Most parents know that children who are bullies and children who are the victims of bullies have trouble at school. They understand that social relationships are important to kids and that being a victim – and even being a perpetrator – isolates children and makes them sad.
Now a new study takes things further: children who are involved in bullying in any way have more problems as adults than kids who avoid the whole bullying scene.
This large-scale study, just published in Psychological Science, tracked over 1200 North Carolina children aged 9 to 13 in 1993. The children were rechecked every year until age 16, then again at ages 19, 21, and between ages 24 and 26. About 25% of the children reported being victims of bullies. Another 8% admitted to being bullies and 6% said they’d both been a bully and been a victim of bullies.
Researchers compared the health and success levels of children involved in bullying in any way to those not involved in bullying at all. They found that children involved in bullying were more likely to have financial problems, more likely to have difficulty getting and staying employed, and more likely to suffer from chronic illness like obesity, diabetes, cancer and severe asthma.
Victims of bullying – including those who were both bullies and victims – were at greatest risk.
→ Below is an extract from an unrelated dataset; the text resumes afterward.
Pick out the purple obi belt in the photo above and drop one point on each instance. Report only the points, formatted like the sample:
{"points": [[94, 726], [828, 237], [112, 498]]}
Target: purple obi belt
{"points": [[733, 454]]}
They were more likely that bullies to smoke, use marijuana, or to report that they were in poor health. In fact, victims were six times more likely to have serious problems with finances or employment, six times more likely to have serious health issues, and four times more likely to have been arrested on felony charges, even when the effects of family finances were taken into account.
Clearly, being the victim of a bully is a serious problem. It’s not just “normal kid stuff” that a person can outgrow and put behind him. If your child is being bullied – or if your child bullies others – it’s important to sit up and take notice.
- If your child complains about being bullied, take the complaint seriously. Don’t brush it off.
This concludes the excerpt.